The new circumstances and challenges combined with increasing complexity leads to the following problems:

  • Fluctuating power infeed from renewable sources:
    • at the upper voltage levels (wind parks),
    • at low voltage level (small PV installations),
  • Changing energy flow direction, incl. energy transmission in higher voltage levels.
  • Decreasing short-circuit power and with that decreasing power system ruggedness and elasticity.
  • Infeed of harmonics at all voltage levels, caused by inverters and non-linear loads.
  • Voltage and currents peaks in distribution network.
  • Unbalance, particularly on the low voltage level.

By area-wide utilization of electronic voltage inverters a negative influence on the supply quality has to be considered particularly for harmonics. It is expected that the energiewende will have further influences on the supply quality, whereby in this paper only the aspects voltage quality and continuity of supply are considered. Generally the number of short dips and interruptions has increased over the last few years however there is no official registration of these disturbances by the regulators. Only unplanned interruptions which last longer than three minutes are considered in the system average interruption duration index (SAIDI). The SAIDI (System Average Interruption Duration Index) is an indicator for the supply quality in a electrical power supply system. Industries with their modern processes and sensitive technical equipment are reacting even to short interruptions in the millisecond area very sensitive. These developments must be taken into account for the measurement of power quality.

NEW REQUIREMENTS TO THE MEASUREMENT OF POWER QUALITY

Tendencies in international standardization

At present, the new requirements for the measurement of power quality are taken into account during the revision of existing standards as well as new standards. The standard IEC 62586-1 Ed. 1 [2] specifies the requirements for instruments for the measurement of power quality (Power Quality Instruments – PQI) and provides a common system of references in order to facilitate their selection, comparison and evaluation. This standard specifies a classification based on product performance, environment and safety. This product standard is specifying product and performance requirements for instruments whose functions are including the measurement, recording and possibly the monitoring of power quality parameters in power supply systems, whereby the measuring methods (class A or class S) are defined in IEC 61000-4-30.

The IEC 62586-2 Ed. 2 [3] is a standard specifying functional and uncertainty tests intended to verify the compliance of a product to class A and class S measurement methods defined in IEC 61000-4-30. IEC 62586-2 therefore complements IEC 61000-4-30. This standard may also be utilized by other product standards (e.g. digital fault recorders, revenue meters, MV or HV protection relays) specifying devices embedding class A or class S power quality functions.

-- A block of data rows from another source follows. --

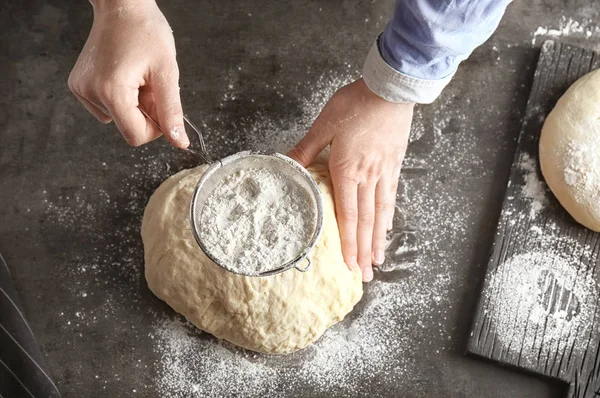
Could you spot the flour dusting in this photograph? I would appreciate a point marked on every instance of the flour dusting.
(568, 27)
(409, 293)
(533, 189)
(542, 300)
(257, 220)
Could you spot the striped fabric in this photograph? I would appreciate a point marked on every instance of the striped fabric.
(23, 372)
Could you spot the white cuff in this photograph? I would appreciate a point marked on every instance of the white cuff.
(394, 86)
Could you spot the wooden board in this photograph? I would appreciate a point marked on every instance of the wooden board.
(540, 305)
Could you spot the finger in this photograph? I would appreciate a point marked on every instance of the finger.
(146, 99)
(168, 107)
(307, 149)
(384, 206)
(393, 190)
(131, 122)
(345, 194)
(366, 221)
(93, 109)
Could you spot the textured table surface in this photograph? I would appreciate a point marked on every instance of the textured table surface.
(254, 74)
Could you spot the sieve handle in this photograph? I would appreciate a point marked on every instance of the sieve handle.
(203, 154)
(305, 268)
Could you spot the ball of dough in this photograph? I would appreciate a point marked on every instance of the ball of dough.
(570, 150)
(276, 314)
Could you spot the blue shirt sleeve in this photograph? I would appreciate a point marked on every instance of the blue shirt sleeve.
(421, 47)
(428, 39)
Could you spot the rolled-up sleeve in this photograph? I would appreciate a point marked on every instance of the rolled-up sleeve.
(421, 47)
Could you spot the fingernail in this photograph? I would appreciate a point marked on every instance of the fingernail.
(367, 274)
(353, 263)
(178, 134)
(378, 257)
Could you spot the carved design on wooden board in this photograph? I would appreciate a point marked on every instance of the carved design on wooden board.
(540, 305)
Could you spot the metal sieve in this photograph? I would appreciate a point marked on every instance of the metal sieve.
(219, 169)
(257, 160)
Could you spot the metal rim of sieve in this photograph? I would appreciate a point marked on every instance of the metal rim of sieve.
(315, 191)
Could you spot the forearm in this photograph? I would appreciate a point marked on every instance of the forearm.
(115, 4)
(421, 47)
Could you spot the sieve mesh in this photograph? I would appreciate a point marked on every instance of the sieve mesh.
(248, 160)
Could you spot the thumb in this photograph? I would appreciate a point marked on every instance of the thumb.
(168, 107)
(307, 149)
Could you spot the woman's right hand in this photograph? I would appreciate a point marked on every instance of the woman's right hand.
(127, 63)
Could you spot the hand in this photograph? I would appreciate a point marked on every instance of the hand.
(128, 62)
(368, 137)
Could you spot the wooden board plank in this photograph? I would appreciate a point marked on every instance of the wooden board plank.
(540, 305)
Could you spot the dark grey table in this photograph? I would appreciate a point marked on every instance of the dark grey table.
(253, 73)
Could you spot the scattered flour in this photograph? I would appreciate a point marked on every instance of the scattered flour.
(408, 294)
(381, 337)
(257, 220)
(568, 27)
(542, 301)
(582, 171)
(534, 188)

The edition 3 of IEC 61000-4-30 [4] defines new measurement methods for rapid voltage changes and conducted emissions in the 2 kHz to 150 kHz range (informative) as well as the recording of currents for analysis of power quality limit violations.

Limits and thresholds which are specified in the technical specification IEC/DTS 62749 Ed.1 [5] are exceeding the power quality limits defined in EN 50160.

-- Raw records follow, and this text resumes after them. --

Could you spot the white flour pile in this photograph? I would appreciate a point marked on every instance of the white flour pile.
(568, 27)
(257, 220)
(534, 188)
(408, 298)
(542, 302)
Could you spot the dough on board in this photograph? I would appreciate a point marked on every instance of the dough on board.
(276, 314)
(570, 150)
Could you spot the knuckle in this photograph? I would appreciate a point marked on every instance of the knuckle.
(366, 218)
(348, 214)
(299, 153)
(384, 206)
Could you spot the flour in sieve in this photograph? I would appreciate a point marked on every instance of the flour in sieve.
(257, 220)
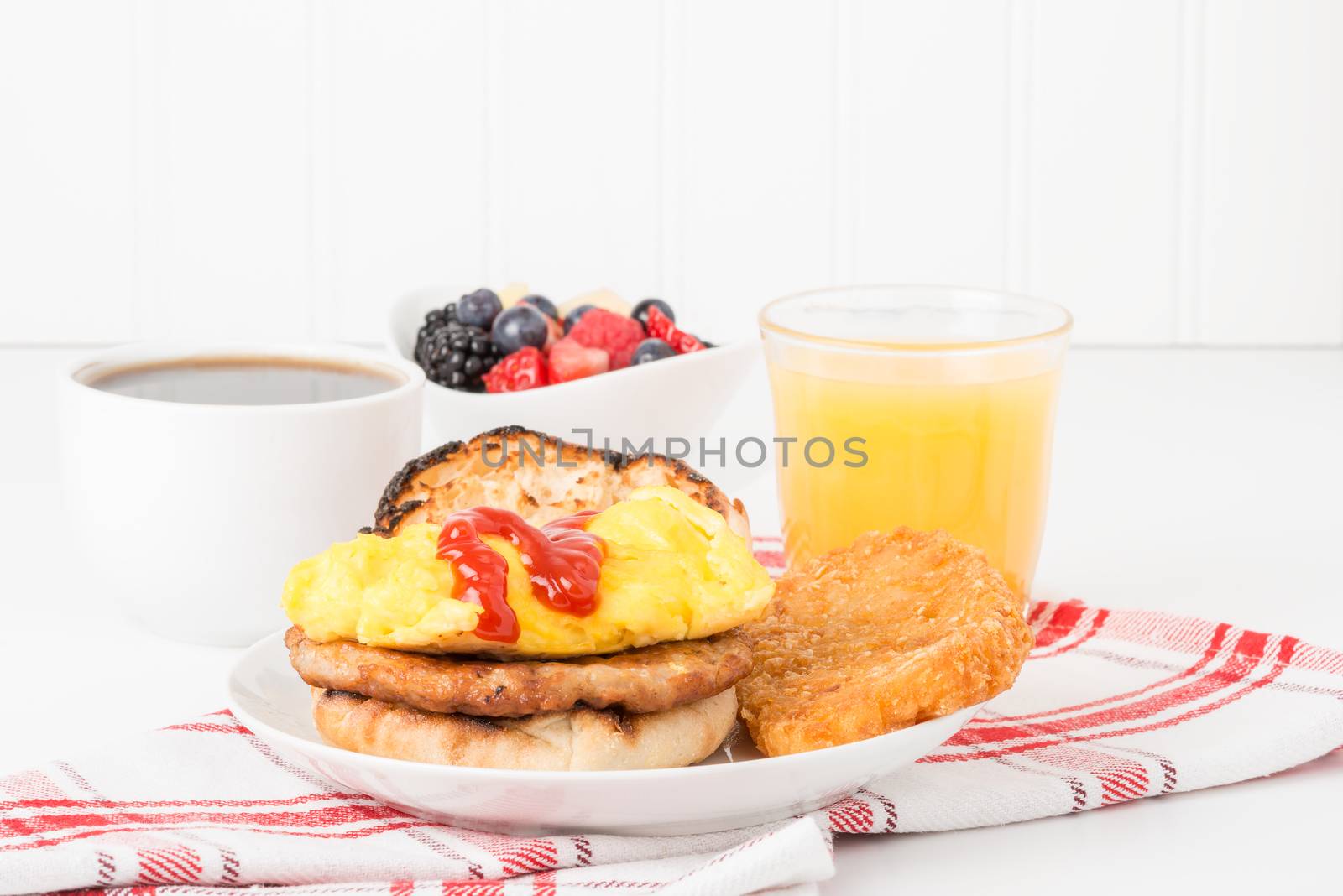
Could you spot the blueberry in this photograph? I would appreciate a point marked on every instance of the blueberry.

Requirements to the location of power quality measurements

The increasing complexity of the power system structure requires the gapless measurement and recording of voltage and currents characteristics for conformance evaluation at more locations. Measurements at the classical point of connection between supplier and customer are not sufficient enough, because decentralized generation are connected and alternating power flows over all power network levels and in customer systems are existing. Applications like the direction detection of harmonious/interharmonics and Flicker are becoming more important.

Requirements to PQ measurement methods and PQ evaluation

The implementation of IEC 61000-4-30 class A method guarantees comparable measurements of instruments provided by different manufacturers by a defined measurement method and gapless recording of power quality characteristics of the power supply. The evidence of compliance to defined emission limits at the point of connection between public network and customer as well as the analysis of problems (limit violation, decreasing tendencies of characteristics) and the derivations of measures for improvement are possible.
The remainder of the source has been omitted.